Gazeteci Fatih Altaylı, Babala TV’ye katılan cumhurbaşkanı adayı Kemal Kılıçdaroğlu‘nun performansına ilişkin “Adalet Yürüyüşü’nden bu yana en iyi performans” başlıklı bir yazı kaleme aldı. Altaylı, söz konusu yazısında “Kılıçdaroğlu’nun Mevzular açık Mikrofon’daki performansı 13 yıllık siyasi hayatında Adalet Yürüyüşü’nden sonraki en yüksek performansıdır” yorumunda bulundu.
“SİYASİ HAYATINDAKİ EN İYİ PROGRAM PERFORMANSI”
Altaylı’nın yazısının ilgili kısmı şöyle:
“Kemal Kılıçdaroğlu ile pek çok program yapmıştım ve Kemal Bey’in laf ebeliğinden uzak, kıvrak olmayan konuşma tarzının bu programda sıkıntıya düşmesine neden olabileceğini düşünüyordum. Kasıtlı olarak provoke edilecek, kibarlığından taviz vermeyeceği için zor duruma düşebilecekti.
Kılıçdaroğlu, böyle bir “Karşılaşma için” fazla düzgün biriydi. Zaten seçim öncesinin yoğun programı nedeniyle, Babala TV’deki programa katılamadı ve Oğuzhan’a “Cumhurbaşkanı olunca ilk senin programına katılacağım” sözü verdi.
Ancak seçimler ikinci tura kalınca, Kemal Kılıçdaroğlu bu zor programa katılma kararı aldı. Ben de “Nasıl olsa artık kaybedecek bir şeyi yok” diye düşündüm. Program çekimi 7 saat sürdü.
70 küsur yaşındaki Kılıçdaroğlu, kendisi ya da CHP’nin iletişim ekibi tarafından seçilmemiş ve büyük bölümü karşıt görüşlü ve hatta yer yer düşmanca tavırlı, dahası bir bölümü yalancı izleyici kitlesinin sorularına 7 saat boyunca yanıt verdi. Programı izledim. Çok net söyleyeyim, Kemal Kılıçdaroğlu’nun tüm siyasi hayatındaki en iyi program performansıdır.
“EN SIKI KILIÇDAROĞLU KARŞITI OLSANIZ BİLE SAYDI DUYMAYA BAŞLAMAMANIZ MÜMKÜN DEĞİL”

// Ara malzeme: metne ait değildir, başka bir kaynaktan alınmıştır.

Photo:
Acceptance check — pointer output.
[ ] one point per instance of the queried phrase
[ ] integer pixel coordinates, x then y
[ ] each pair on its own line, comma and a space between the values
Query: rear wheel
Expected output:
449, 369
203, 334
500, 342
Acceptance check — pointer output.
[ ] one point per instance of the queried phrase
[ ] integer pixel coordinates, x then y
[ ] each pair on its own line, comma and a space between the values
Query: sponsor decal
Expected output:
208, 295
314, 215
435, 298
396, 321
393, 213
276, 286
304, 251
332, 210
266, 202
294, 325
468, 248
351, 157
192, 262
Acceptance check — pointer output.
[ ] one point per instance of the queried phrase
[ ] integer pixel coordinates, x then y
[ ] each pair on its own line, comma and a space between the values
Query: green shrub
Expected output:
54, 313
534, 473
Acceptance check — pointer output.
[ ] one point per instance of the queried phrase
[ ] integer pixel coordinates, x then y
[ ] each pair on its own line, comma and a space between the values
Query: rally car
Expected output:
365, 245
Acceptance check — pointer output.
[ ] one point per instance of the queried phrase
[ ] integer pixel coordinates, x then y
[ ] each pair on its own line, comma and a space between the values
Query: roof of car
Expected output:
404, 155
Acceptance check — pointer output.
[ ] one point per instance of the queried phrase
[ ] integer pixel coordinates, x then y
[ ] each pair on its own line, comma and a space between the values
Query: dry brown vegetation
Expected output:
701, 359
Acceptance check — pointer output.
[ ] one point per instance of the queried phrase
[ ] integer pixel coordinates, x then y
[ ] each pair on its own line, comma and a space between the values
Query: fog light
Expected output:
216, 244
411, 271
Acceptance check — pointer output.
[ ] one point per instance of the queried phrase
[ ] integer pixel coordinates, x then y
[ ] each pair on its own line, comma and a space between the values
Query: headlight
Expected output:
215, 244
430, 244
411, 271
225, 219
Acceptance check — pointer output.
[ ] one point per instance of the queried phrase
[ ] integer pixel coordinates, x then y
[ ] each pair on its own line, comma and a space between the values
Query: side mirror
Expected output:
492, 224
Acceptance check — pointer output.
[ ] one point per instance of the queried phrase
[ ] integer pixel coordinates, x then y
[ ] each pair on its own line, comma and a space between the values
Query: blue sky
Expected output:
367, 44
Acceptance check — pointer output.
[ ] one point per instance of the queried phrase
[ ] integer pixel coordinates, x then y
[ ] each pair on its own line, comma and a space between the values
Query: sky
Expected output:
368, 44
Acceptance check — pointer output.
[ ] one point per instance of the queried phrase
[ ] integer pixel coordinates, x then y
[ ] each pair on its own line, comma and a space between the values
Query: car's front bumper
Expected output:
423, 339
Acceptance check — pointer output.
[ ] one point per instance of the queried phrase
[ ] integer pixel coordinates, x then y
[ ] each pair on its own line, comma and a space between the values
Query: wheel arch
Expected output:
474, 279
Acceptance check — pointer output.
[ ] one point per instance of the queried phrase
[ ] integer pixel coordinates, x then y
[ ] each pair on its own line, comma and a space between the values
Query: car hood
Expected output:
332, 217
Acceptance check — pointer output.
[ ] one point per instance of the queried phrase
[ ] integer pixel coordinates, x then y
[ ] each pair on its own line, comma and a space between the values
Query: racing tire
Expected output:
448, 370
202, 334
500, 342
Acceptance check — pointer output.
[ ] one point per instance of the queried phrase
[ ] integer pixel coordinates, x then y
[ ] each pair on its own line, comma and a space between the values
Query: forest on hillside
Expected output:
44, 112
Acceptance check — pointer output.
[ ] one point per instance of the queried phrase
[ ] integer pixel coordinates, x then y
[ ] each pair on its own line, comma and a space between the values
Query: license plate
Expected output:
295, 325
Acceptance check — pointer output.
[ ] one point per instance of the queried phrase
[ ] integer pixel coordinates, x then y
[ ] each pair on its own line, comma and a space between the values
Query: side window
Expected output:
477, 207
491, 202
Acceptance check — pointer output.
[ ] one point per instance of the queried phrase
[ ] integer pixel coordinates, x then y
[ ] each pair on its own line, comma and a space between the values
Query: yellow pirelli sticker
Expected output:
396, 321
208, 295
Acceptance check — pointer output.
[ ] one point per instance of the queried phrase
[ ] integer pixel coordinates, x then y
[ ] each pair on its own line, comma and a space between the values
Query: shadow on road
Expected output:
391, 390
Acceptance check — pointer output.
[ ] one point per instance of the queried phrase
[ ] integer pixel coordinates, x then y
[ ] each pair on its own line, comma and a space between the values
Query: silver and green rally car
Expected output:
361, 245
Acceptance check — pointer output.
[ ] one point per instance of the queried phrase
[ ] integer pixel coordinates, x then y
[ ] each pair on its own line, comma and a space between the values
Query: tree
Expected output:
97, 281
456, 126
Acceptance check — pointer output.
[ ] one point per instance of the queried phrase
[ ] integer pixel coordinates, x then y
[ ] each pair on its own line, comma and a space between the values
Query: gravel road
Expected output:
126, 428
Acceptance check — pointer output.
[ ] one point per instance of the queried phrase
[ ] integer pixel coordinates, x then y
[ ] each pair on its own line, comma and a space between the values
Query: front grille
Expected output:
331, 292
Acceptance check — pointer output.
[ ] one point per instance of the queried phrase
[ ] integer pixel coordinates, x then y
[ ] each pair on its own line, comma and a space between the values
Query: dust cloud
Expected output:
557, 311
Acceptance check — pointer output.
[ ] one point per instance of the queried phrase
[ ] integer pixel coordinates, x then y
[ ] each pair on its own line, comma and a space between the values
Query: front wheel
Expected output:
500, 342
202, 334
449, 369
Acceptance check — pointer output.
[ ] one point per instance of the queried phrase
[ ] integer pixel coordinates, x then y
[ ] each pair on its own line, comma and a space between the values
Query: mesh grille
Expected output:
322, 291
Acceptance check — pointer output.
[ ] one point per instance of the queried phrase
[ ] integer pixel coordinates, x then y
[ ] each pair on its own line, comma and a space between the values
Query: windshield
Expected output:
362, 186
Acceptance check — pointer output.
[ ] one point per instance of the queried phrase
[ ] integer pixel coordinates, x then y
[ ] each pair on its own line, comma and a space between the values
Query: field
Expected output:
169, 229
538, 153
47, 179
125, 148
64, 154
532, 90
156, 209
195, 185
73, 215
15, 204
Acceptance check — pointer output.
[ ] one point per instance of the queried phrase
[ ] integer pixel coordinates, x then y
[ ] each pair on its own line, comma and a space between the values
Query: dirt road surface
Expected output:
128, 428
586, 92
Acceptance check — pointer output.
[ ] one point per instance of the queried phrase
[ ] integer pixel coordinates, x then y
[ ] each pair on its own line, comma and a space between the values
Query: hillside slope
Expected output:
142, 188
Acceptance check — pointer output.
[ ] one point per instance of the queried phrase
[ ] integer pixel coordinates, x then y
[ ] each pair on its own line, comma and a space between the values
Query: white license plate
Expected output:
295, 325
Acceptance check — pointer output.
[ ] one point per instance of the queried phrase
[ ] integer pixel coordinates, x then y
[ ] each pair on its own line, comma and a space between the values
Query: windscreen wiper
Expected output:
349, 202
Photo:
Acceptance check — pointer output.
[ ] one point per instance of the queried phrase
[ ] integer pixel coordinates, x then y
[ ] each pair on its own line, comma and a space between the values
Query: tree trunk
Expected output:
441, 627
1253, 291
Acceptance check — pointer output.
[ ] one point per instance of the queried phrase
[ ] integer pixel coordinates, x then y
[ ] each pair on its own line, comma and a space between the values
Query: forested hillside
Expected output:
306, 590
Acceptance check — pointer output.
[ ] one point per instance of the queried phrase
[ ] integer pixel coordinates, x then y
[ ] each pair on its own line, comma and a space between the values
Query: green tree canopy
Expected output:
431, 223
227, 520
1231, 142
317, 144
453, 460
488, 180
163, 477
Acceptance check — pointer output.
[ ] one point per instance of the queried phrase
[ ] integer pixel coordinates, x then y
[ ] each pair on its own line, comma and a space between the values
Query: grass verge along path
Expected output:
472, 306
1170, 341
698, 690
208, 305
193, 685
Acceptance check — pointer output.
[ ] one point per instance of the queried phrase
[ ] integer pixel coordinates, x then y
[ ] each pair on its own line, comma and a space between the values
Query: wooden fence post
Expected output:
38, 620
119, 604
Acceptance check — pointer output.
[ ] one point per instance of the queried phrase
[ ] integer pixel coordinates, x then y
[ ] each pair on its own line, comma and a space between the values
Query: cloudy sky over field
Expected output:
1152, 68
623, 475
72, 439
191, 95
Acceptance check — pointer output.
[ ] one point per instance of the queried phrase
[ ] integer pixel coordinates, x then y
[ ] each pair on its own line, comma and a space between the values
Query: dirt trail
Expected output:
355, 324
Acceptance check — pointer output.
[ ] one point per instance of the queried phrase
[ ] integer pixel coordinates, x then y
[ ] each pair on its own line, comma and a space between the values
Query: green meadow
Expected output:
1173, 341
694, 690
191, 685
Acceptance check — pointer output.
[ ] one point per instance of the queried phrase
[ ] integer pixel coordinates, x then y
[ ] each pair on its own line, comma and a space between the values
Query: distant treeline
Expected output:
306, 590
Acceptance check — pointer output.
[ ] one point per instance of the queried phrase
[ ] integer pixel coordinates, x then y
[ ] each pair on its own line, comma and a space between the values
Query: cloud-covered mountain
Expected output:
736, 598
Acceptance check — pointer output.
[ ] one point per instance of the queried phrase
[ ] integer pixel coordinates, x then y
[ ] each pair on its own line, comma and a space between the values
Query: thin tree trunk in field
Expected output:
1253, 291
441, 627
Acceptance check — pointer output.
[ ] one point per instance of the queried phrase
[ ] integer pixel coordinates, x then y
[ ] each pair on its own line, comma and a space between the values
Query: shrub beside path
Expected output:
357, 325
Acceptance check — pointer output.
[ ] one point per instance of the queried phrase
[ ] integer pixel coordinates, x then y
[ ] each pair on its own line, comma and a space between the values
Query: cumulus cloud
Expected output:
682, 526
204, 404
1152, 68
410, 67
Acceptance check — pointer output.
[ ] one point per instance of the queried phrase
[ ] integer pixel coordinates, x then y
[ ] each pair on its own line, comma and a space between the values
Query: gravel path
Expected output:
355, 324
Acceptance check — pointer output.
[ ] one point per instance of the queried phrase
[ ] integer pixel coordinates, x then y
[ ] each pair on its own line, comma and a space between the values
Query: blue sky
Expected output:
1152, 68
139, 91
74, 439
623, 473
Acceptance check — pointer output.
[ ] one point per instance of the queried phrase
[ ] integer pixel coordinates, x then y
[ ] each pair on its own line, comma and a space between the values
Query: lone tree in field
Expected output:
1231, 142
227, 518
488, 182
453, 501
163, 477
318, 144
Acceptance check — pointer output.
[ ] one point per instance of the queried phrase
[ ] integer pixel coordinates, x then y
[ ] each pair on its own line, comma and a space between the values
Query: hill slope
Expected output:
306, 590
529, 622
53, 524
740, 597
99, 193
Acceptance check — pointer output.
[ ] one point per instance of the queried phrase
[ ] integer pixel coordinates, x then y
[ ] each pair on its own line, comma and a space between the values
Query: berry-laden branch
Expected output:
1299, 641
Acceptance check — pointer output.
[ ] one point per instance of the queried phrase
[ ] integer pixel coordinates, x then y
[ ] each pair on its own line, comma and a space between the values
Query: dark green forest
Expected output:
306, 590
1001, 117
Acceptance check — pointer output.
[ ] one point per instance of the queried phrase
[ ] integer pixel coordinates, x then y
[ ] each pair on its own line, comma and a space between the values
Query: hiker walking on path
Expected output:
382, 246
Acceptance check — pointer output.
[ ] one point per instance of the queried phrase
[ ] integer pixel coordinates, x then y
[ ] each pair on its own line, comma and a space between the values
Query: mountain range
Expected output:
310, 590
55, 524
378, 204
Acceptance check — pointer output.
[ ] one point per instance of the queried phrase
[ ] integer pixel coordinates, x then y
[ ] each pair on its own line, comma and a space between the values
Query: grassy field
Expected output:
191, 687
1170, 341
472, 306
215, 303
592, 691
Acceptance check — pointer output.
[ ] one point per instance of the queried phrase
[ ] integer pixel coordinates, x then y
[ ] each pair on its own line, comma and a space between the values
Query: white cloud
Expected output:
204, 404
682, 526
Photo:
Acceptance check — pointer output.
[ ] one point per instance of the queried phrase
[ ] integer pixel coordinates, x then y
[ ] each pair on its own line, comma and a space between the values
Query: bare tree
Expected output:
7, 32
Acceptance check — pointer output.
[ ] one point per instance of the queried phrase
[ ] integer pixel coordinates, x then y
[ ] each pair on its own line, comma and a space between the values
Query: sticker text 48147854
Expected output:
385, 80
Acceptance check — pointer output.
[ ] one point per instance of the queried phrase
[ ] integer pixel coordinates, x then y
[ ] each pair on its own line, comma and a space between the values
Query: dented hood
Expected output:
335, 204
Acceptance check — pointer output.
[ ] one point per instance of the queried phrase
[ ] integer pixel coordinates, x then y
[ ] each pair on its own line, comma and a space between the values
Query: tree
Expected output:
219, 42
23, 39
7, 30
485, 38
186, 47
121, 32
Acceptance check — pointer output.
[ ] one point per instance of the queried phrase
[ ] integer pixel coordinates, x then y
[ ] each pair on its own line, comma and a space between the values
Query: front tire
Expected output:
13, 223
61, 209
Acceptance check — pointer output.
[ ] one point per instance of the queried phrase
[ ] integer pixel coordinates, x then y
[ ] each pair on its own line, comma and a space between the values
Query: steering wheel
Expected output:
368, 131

Sinirlenmeden, kimseyi kızmadan, kimseyi suçlamadan, haksız ithamlar karşısında bile sürekli sakin kalarak, sorular samimi yanıtlar vererek, pek çok konuya umduğumdan daha hakim olduğunu göstererek oldukça iyi bir program çıkardı.
En sıkı Kılıçdaroğlu karşıtı olsanız, programı izleyince Kılıçdaroğlu taraftarı olmasanız bile bir siyasetçi olarak kendisine saygı duymaya başlamamanız mümkün değil. Prompter olmadan, her şeye doğaçlama yanıt vererek, salonda çanak sorucu soracak kimsenin olmadığı ve yüzlerce kişinin karşısında yalın ve yalnız olarak konuştu.
Rakibi gibi bir belagat ustası orada da değildi ama samimiyetin, sükunetin belagati galebe çaldığını hissettim.
Kendisi ile onca program yaptım, hatta zaman zaman performansındaki düşüklükten dolayı içten içe çok kızdım. Elbette kendisinden ikinci bir Tayyip Erdoğan olmasını beklemiyor, tam aksine olmamasını bekliyordum ama tüm televizyon performanslarındaki zafiyeti de ana muhalefet lideri olarak yetersiz buluyordum.
Kılıçdaroğlu’nun Mevzular açık Mikrofon’daki performansı 13 yıllık siyasi hayatında Adalet Yürüyüşü’nden sonraki en yüksek performansıdır.”